Numa manhã quente de outubro de 1983, um grupo de jovens reuniu-se em frente ao Comitê Militar na Plaza de la Revolución, na cidade de Havana. O motivo da presença daqueles rapazes, a maioria deles ainda sem barba, foi para irem para Angola como voluntários.

Os aspirantes a combatentes internacionalistas começaram a chegar ao local nas primeiras horas da manhã. Piadas, anedotas e comentários pontuavam a espera, enquanto eram narrados episódios de heroísmo e combates, a maioria deles fruto da imaginação juvenil e dos desejos que os encorajaram a imitar a história de seus pais e avós.

Nas primeiras horas da manhã os trabalhadores e dirigentes do Comitê Militar começaram a chegar, maravilhados e comentando a presença de tantos meninos.

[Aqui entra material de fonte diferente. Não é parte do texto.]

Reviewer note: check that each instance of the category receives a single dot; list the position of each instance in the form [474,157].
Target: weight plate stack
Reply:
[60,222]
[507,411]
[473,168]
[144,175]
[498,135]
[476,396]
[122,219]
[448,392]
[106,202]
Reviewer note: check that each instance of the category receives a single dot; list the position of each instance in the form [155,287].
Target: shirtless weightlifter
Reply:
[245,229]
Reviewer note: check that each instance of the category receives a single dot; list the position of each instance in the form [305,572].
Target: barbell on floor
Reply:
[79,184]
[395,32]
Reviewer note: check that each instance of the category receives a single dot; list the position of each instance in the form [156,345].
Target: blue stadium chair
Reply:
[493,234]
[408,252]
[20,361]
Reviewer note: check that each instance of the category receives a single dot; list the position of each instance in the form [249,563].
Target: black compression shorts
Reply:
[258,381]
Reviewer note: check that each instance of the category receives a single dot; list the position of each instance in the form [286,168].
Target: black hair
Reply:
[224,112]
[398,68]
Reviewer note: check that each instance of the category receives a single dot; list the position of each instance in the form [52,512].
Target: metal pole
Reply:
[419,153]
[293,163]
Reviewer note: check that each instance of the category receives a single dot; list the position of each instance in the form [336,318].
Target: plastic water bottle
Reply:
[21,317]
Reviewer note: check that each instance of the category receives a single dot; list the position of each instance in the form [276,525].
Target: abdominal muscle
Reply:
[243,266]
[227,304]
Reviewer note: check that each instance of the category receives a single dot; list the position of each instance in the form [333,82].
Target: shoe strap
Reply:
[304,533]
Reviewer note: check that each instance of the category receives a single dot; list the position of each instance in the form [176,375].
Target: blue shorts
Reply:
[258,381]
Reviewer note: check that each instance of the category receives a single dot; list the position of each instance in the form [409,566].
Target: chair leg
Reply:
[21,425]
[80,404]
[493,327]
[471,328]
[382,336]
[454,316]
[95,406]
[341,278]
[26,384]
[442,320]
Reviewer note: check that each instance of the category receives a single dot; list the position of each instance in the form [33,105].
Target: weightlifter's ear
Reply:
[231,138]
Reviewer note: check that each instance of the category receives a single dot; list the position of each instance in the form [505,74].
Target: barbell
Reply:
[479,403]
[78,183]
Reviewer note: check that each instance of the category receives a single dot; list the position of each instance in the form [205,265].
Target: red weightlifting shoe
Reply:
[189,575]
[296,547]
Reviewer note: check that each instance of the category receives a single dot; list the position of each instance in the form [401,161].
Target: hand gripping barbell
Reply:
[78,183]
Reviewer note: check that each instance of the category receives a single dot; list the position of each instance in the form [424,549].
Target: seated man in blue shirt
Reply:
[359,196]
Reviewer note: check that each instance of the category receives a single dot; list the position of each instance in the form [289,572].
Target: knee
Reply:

Um oficial, funcionário da referida Comissão, cumprimentou os presentes e pediu-lhes que organizassem gradativamente uma fila, que se formou ao longo da calçada.

Os ecos da heróica defesa de Cangamba tinham sido o estopim, ainda não estava claro o que aconteceu, mas foram contadas histórias que ultrapassaram a lenda dos 300 espartanos das Termópilas.

Cangamba

De 2 a 10 de agosto de 1983, as posições defendidas pelos combatentes internacionalistas cubanos e pelas Forças Populares de Libertação de Angola (Fapla) na cidade de Cangamba foram cercadas e atacadas.

A 32ª Brigada de Infantaria Ligeira (BIL) das Fapla e um grupo de conselheiros cubanos foram destacados para aquela localidade da província do Moxico.

Através das Fapla, as forças estacionadas em Cangamba atingiram o número de 818 militares, muitos deles com pouca preparação para o combate. A equipe consultiva cubana era composta por 82 combatentes internacionalistas. Assim que os combates começaram, em 2 de agosto de 1983, a liderança cubana enviou reforços, o que aumentou a presença cubana para 184 soldados.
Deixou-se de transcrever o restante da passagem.